September 23, 2019 12:28
The U.S. government has reached a preliminary decision to blacklist Korea for illegal fishing.
Although Korea faces no immediate disadvantages, it must come up with reforms within two years or face tough sanctions such as bans on exporting fisheries products to the U.S. and entering its ports.
The U.S. National Oceanic and Atmospheric Administration made the announcement on its website, saying it submitted a report to Congress last week. This is the second time since 2013 that the U.S. has threatened to blacklist Korea and comes after the Korean trawlers Southern Ocean and Hongjin 701 were caught fishing illegally off Antarctica in December 2017.
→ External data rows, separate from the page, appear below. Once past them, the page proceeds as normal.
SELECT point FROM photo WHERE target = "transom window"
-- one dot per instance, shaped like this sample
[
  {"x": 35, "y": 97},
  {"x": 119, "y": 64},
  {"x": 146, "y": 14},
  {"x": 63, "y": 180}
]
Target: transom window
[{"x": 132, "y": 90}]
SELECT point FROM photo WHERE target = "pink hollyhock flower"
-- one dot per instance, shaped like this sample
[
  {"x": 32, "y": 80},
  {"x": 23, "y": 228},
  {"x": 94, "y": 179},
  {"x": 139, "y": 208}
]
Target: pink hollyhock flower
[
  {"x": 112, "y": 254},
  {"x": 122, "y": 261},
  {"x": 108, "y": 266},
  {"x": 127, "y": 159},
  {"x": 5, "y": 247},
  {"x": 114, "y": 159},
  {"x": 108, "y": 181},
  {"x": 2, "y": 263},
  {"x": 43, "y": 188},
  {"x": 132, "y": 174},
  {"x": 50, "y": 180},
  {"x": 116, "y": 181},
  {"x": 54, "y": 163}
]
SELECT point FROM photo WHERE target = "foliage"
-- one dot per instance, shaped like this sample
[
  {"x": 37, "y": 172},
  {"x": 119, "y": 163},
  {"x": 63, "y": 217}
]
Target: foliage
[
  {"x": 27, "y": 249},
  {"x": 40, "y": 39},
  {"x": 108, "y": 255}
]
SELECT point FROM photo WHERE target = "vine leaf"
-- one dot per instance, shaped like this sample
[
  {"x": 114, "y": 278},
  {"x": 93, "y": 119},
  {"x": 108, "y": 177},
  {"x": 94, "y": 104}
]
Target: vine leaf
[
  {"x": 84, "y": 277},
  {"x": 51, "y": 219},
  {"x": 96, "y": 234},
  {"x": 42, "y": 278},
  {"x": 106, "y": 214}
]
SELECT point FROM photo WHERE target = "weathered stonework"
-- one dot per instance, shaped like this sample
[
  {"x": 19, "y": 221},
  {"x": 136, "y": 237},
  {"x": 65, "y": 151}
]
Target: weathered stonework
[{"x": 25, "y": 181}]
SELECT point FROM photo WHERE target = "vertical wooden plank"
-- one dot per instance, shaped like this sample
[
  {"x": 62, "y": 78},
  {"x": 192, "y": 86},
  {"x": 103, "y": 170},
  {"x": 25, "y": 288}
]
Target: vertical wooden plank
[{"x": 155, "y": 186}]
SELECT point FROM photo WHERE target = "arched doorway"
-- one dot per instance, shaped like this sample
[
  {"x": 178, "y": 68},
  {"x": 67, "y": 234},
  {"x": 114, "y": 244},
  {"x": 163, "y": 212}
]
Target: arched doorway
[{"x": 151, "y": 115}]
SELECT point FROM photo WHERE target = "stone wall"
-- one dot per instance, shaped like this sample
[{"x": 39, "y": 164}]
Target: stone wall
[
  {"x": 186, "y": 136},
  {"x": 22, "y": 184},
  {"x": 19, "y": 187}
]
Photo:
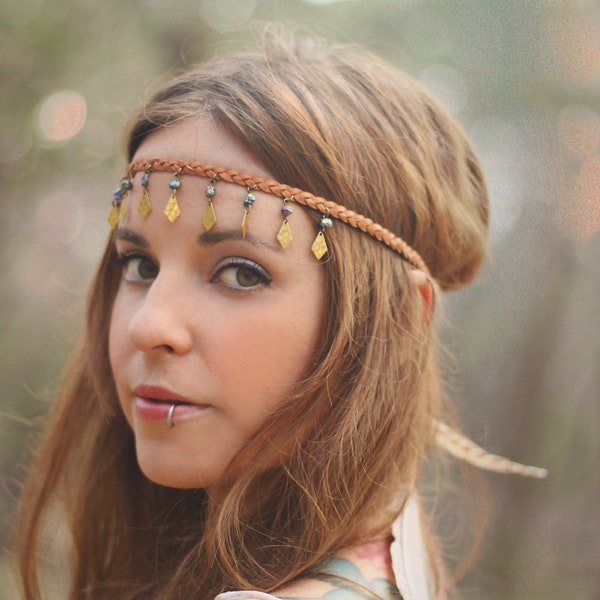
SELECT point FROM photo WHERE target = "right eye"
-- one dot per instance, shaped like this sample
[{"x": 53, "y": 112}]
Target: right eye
[{"x": 137, "y": 267}]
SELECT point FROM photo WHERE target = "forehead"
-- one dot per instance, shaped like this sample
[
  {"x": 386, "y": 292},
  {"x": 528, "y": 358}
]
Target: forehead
[
  {"x": 201, "y": 140},
  {"x": 234, "y": 207}
]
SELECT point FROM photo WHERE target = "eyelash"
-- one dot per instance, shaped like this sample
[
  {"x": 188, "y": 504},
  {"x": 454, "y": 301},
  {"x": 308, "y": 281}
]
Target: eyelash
[
  {"x": 123, "y": 261},
  {"x": 250, "y": 266}
]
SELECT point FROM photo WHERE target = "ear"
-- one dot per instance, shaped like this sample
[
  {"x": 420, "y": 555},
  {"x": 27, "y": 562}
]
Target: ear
[{"x": 422, "y": 281}]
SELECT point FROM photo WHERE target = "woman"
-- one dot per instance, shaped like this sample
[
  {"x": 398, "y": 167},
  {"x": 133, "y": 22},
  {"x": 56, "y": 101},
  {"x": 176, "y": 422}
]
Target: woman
[{"x": 257, "y": 387}]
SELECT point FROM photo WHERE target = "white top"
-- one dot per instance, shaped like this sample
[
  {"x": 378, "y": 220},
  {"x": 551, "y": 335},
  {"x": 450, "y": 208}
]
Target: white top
[{"x": 410, "y": 563}]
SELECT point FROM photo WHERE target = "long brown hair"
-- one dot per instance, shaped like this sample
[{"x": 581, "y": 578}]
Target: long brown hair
[{"x": 341, "y": 124}]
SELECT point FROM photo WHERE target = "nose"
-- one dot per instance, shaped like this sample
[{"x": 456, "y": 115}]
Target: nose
[{"x": 160, "y": 321}]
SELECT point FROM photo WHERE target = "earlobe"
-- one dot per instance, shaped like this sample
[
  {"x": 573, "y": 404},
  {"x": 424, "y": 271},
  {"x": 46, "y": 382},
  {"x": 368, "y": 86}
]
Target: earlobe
[{"x": 422, "y": 281}]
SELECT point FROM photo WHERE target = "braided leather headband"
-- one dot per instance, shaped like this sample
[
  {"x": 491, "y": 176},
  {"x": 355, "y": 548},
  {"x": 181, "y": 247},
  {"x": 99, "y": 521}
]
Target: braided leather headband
[
  {"x": 450, "y": 440},
  {"x": 287, "y": 193}
]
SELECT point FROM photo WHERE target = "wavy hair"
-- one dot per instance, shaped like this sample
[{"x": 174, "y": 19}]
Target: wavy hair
[{"x": 336, "y": 460}]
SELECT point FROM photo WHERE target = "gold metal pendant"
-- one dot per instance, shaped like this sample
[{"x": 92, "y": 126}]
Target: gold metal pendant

In the report, the U.S. administration said Korea has failed to "apply sufficient sanctions to deter its vessels from engaging in fishing activities that violate conservative and management measures" in the Convention for the Conservation of Antarctic Marine Living Resources.
Korea could have avoided the embarrassment if domestic law enforcement had punished the operators, but they only got a slap on the wrist.
The operators of the Hongjin 701 were cleared completely and the owner of the Southern Ocean was given a suspended sentence.
The U.S. government demanded improvements and the Ministry of Oceans and Fisheries submitted amended regulations to the National Assembly this April. But lawmakers here never passed them, prompting the U.S. government to conclude that Korea has no real intention to clean up its act.
The decision comes amid strained trade and security ties between Korea and the U.S. The ministry denied it is some kind of pressure to kiss and make up with Japan, saying it was made before Seoul decided to scrap an intelligence-sharing pact with Tokyo.
"If the revised law is ratified by the National Assembly, Korea will be taken off the blacklist by 2021," a ministry spokesman claimed.